3 Responses to The new pontiff comes with a dark past

  1. I think time will reveal the true colors of Cardenal Bergoglio. Now Pope Francis. When I see the pictures on TV of the people from all over the world on the Plaza there at the Vatican applauding Francis … I think of two things. First (and maybe influenced by the Season the church finds itself in) is Palm Sunday: A celebration of Jesus’ Life by the people as he entered Jerusalem. Shortly before they decided to crucify him. Will we soon be crucifying Pope Francis?
    Then, the people at the Plaza applauding Francis also make me think about how much people every where are wanting a return to the true message of Christ. One which the church took a left turn on and seems to have left behind. He seems to offer them that hope. Will the hope be a come true kind of thing, or a throw you under the bus kind of thing?
    I did hear a local commentator on Public TV in Miami say that he wished Bergoglio had taken on the name Pope John XXIV … In other words, he wished Bergoglio were more in the liberal line of John XXIII rather than the conservative lines of Pope JohnPaul II or Benny XVI. One troubling thing for me is, why is Francis meeting with Benny this coming Friday. And shouldn’t Benny really be keeping true to his promise to retire into a life of prayer oblivion, and serene humility? Maybe that serene humility was a foreshadowing of the coming Francis who is also emulating (or has already in his life in Argentina) the humble and serene life of Francis of Assissi, after whom, he did say he took the name Francis. It Is hard to believe Benedict didn’t have his hands in that election… sort of like the covert hands of the Bushes.

  2. Dear E.T.
    In addition to what I’ve written above, I will add that Pope Francis is a longtime ally of Communion and Liberation, a fiercely conservative Catholic organization that insits on “total fidelity and communion” with the church leadership, and is devoted to battling European socialism and Latin American liberation theology. In Italian politics, CL has been closely tied to the party of the corrupt, ex-Prime Minister and media tycoon, Silvio Berlusconi.
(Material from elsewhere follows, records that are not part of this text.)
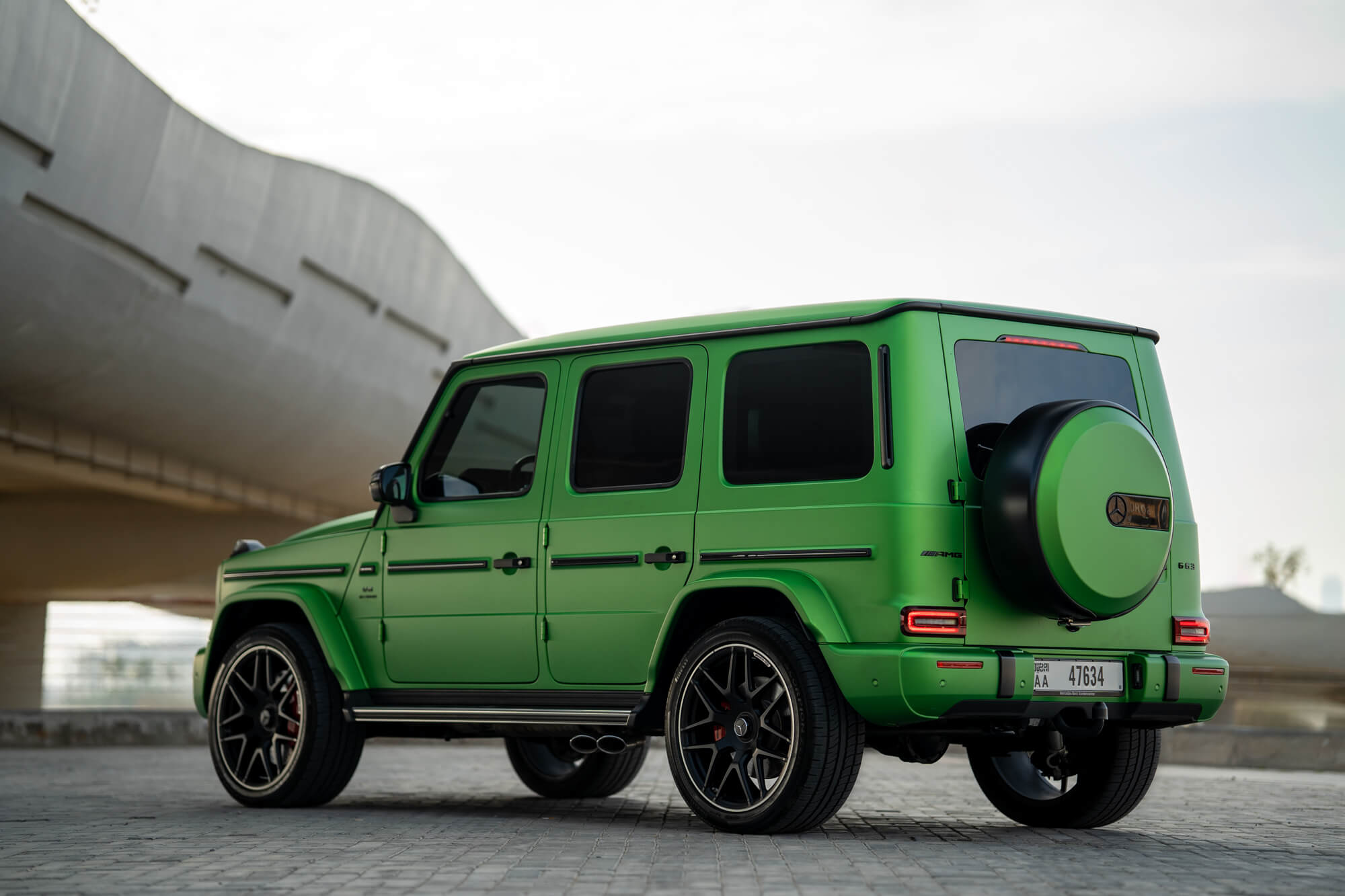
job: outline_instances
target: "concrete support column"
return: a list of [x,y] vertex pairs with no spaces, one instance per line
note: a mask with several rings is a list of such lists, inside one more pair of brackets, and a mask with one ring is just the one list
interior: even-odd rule
[[0,709],[42,709],[47,604],[0,603]]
The founder of CL was an intimate friend of Cardinal Ratzinger before he became Benedict XVI. So, whether or not the Vatican and its Pontiff can genuinely reform themselves may be smore smoke and mirrors in the future, given the reactionary path they are planning to pursue. Albert Einstein once commented that “insanity could be best defined as doing the same thing over and over again and expecting different results.” Given the last 1000 years of Vatican history, it would seem that’s the story here. The Pontiff and Vatican have always aligned themselves with the forces of power and wealth that characterize reactionary thinking. Don’t let the seasonal pomp and circumstance get your hopes too high.
    Happy Spring,
    Jerry Mazza.

  3. Jerry, it is not so much that I am putting my hopes in Bergoglio to become a living Christ. It is more that I am hoping that he will let the Living Christ shine through him so much more often, and more truly than other of his previous predecessors. I am hoping that he could be closer to JOHN XXIII’s line of thought and action than to Ratzinger’s … but then, if he hasn’t already met with the Ratz, he will do so tomorrow Friday … and, I continue to ask, what is the need for this meeting. Ater all if Ratz had died rather than retire, there would be no meeting. So why satisfy Ratzs’ hungry heart for power?
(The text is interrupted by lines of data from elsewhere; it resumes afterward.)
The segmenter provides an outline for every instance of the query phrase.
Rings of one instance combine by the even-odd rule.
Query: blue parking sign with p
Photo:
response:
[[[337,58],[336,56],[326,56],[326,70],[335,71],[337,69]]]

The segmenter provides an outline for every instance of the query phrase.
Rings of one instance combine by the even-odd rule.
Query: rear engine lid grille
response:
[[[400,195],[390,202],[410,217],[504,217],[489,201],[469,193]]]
    P.S. As for the media pointing out that Bergoglio is a charismatic leader. I don’t see it. I do hope, however, that he has learned that rigid hearts and beliefs are like sinking stones that take all of the oxygen and life out of breathing living things, and that for the Living Christ to shine more truly through him, he is going to have to remove some of that rigidness from his thinking … therefore, from some of the ways in which he brings Christ to the hungry world.